1. What is a Binary Search Tree?
A Binary Search Tree (BST) is a type of binary tree where:
- For every node:
- All nodes in the left subtree have values less than the node’s value.
- All nodes in the right subtree have values greater than the node’s value.
- Both the left and right subtrees must themselves also be BSTs.
Example of a valid BST:
10
/ \
5 15
/ \
12 20
Example of an invalid BST:
10
/ \
5 8 ← 8 is less than 10 but in the right subtree
2. What Does It Mean to Validate a BST?
Validation means checking whether a binary tree obeys the BST property.

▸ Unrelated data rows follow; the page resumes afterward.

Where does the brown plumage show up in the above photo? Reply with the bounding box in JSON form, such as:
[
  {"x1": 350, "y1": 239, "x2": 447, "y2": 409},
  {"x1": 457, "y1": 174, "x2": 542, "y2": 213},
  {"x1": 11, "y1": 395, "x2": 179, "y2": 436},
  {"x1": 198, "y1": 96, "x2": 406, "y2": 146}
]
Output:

A common mistake is to check only that:
node.left.val < node.val && node.right.val > node.val
But this is not enough. We must ensure that all nodes in the left and right subtrees satisfy the conditions recursively.
3. Common Mistakes
- Only comparing immediate children.
- Not checking the full valid range of values in subtrees.
- Not handling
Integer.MIN_VALUEandInteger.MAX_VALUEedge cases correctly.
4. Approaches to Validate a BST
Approach 1: Inorder Traversal Method
Idea: An in-order traversal of a BST yields a sorted (increasing) sequence. So, if we traverse in-order and keep track of the previous node, we can check whether the current node’s value is greater than the previous.
class TreeNode {
int val;
TreeNode left, right;
TreeNode(int val) {
this.val = val;
}
}
public class BSTValidator {
private TreeNode prev = null;
public boolean isValidBST(TreeNode root) {
return inorder(root);
}
private boolean inorder(TreeNode node) {
if (node == null) return true;
if (!inorder(node.left)) return false;
if (prev != null && node.val <= prev.val) return false;
prev = node;
return inorder(node.right);
}
}
Time Complexity:
- O(n): Each node is visited once.
Space Complexity:
- O(h): Recursion stack, where h is the height of the tree.
Approach 2: Recursive Min-Max (Range-based)
Idea: For each node, pass down a valid range:
- All nodes in the left subtree must be
< node.val - All nodes in the right subtree must be
> node.val
public class BSTValidator {
public boolean isValidBST(TreeNode root) {
return validate(root, Long.MIN_VALUE, Long.MAX_VALUE);
}
private boolean validate(TreeNode node, long min, long max) {
if (node == null) return true;
if (node.val <= min || node.val >= max) return false;
return validate(node.left, min, node.val) &&
validate(node.right, node.val, max);
}
}
Why Use long?
To handle extreme values like Integer.MIN_VALUE and Integer.MAX_VALUE.
Time Complexity:
- O(n): Each node is checked once.
Space Complexity:
- O(h): Recursion stack.
Approach 3: Iterative Range-based (Using Stack)
Idea: Same as min-max method, but use an explicit stack to avoid recursion.
import java.util.*;
class BSTValidator {
static class NodeBound {
TreeNode node;
long min, max;
NodeBound(TreeNode node, long min, long max) {
this.node = node;
this.min = min;
this.max = max;
}
}
public boolean isValidBST(TreeNode root) {
if (root == null) return true;
Deque<NodeBound> stack = new ArrayDeque<>();
stack.push(new NodeBound(root, Long.MIN_VALUE, Long.MAX_VALUE));
while (!stack.isEmpty()) {
NodeBound current = stack.pop();
TreeNode node = current.node;
if (node.val <= current.min || node.val >= current.max)
return false;
if (node.right != null)
stack.push(new NodeBound(node.right, node.val, current.max));
if (node.left != null)
stack.push(new NodeBound(node.left, current.min, node.val));
}
return true;
}
}